An interesting thread on Quora asks "Does someone who was born with a hearing loss "hear" an inner voice?" Several people who have experienced hearing loss have contributed to the discussion, and their responses make for fascinating reading.
First, why is the question of interest? As I mentioned in my last post, researchers are approaching the phenomenon of inner speech, or the "voice in the head," with renewed vigor. Inner speech seems to be a common phenomenon, and it has been associated with a number of important functions, from controlling one's own behavior to developing a sense of self.
What's more, one developmental view of inner speech sees it as emerging from social interactions that are mediated by spoken language. What's the story, then, for someone who doesn't use spoken language? Is there a kind of "inner sign" that does all the things that spoken inner speech seems to do?
A number of the Deaf respondents to the Quora question suggest that this is indeed the case. One participant states, "I have a 'voice' in my head, but it is not sound-based. I am a visual being, so in my head, I either see ASL [American Sign Language] signs, or pictures, or sometimes printed words." For this respondent, sound is not a feature of the experience. Another respondent experiences a mix of modalities: "[M]y inner voice is figuratively speaking to me and I hear it as well as lipread it." In this case, the experience has both auditory and visual properties.
The age at which hearing loss happens is likely to be important in determining the modality of inner speech/sign. One participant who lost his hearing at age 2 says he thinks in words, but words without sound, while another individual with early hearing loss describes "hearing" a voice in dreams in the absence of signs or lip movements.
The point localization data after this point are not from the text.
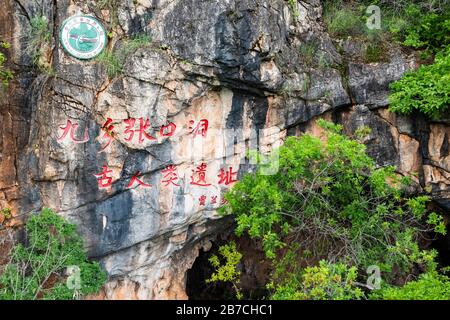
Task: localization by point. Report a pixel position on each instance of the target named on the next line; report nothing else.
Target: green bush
(37, 269)
(323, 282)
(6, 75)
(429, 286)
(425, 90)
(114, 61)
(329, 193)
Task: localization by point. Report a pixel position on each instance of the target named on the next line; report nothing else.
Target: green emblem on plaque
(83, 37)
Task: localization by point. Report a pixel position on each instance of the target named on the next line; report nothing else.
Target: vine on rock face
(39, 268)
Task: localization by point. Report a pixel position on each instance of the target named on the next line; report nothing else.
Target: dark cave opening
(254, 267)
(196, 286)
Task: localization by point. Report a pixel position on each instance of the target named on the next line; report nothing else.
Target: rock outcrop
(236, 64)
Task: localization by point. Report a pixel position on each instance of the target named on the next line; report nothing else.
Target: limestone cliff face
(235, 63)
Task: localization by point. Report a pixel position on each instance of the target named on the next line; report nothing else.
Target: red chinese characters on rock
(104, 181)
(198, 177)
(170, 176)
(168, 131)
(133, 126)
(143, 126)
(70, 130)
(226, 177)
(202, 200)
(201, 128)
(135, 180)
(108, 129)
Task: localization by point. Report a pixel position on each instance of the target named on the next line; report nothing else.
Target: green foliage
(425, 90)
(329, 193)
(114, 61)
(36, 270)
(429, 286)
(374, 52)
(6, 213)
(227, 272)
(429, 31)
(5, 74)
(39, 37)
(323, 282)
(293, 7)
(343, 19)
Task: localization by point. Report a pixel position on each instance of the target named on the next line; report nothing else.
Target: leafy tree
(37, 269)
(323, 282)
(425, 90)
(330, 201)
(429, 286)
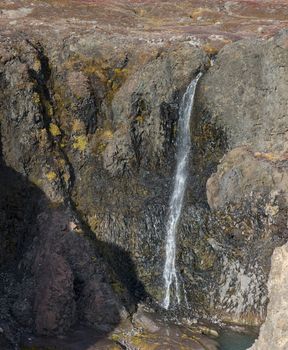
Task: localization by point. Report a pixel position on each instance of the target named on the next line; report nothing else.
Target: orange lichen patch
(200, 12)
(51, 176)
(89, 66)
(54, 130)
(78, 126)
(272, 157)
(37, 65)
(80, 143)
(210, 49)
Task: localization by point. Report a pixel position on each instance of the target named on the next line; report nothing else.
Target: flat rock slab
(198, 21)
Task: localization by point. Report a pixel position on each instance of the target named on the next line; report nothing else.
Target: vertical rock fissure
(176, 201)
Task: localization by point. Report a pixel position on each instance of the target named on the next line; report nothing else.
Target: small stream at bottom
(231, 340)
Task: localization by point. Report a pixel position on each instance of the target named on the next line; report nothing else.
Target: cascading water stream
(176, 201)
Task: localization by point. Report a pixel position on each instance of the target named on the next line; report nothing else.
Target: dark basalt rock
(88, 142)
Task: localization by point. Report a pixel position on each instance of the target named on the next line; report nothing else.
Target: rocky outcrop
(273, 333)
(88, 130)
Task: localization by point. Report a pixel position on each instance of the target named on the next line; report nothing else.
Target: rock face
(273, 333)
(88, 130)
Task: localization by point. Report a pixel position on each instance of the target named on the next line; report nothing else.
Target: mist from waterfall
(176, 201)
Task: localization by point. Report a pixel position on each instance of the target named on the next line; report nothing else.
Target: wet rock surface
(273, 332)
(88, 120)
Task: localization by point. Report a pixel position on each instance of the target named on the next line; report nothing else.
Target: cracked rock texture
(88, 120)
(273, 333)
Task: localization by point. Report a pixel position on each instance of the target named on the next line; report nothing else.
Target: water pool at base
(229, 340)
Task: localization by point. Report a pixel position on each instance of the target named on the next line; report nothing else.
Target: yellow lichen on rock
(80, 143)
(51, 176)
(78, 125)
(54, 130)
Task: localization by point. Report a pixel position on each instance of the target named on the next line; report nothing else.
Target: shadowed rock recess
(88, 119)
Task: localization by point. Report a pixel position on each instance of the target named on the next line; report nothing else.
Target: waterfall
(176, 201)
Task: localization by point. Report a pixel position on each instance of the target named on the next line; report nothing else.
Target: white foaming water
(176, 201)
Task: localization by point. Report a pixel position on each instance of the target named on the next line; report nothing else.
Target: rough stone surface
(273, 333)
(88, 120)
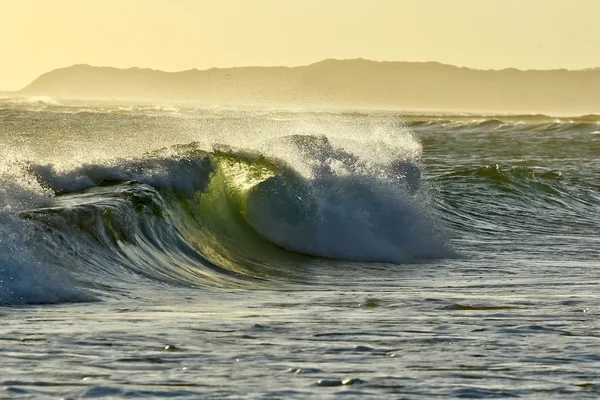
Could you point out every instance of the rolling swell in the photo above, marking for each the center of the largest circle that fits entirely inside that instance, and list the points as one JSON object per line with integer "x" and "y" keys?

What does it mean to hear a "voice" when the experience doesn't seem to have any sound attending it? One way of thinking about this question is to ask about the properties of inner speech reported by hearing people. According to Vygotsky's theory, the process of internalization of linguistic exchanges results in many of the acoustic properties of language being stripped away, resulting in what I have termed "condensed inner speech." Arguably, condensed inner speech sounds like a voice, but a voice with nothing very "speechy" about it.
Several studies have shed light on how individuals with hearing loss use inner sign. There is evidence that inner sign mediates short-term memory in signing individuals, just as inner speech mediates short-term remembering in hearing people. In a neuroimaging study, areas of the brain associated with inner speech were activated when signers thought to themselves in sign, suggesting a common neural pathway to thinking in language that is independent of the modality of that language.
Private and inner signing seem to be of potential benefit to hearing people as well. One (hearing) researcher on the Quora forum reports that private signing helps her sometimes to find English words, and that inner sign can even enter her dreams after she has been interacting with other signers.
This topic has been very much on my mind since a fascinating talk given to our Hearing the Voice project by Dr. Joanna Atkinson of the Deafness Cognition and Language Research Centre at University College London. Jo's work has looked at the experience of voice-hearing among those with hearing loss, and I'll be writing about it in a future post. If some voice-hearing experiences involve the misattribution of inner speech, can something similar happen with inner sign?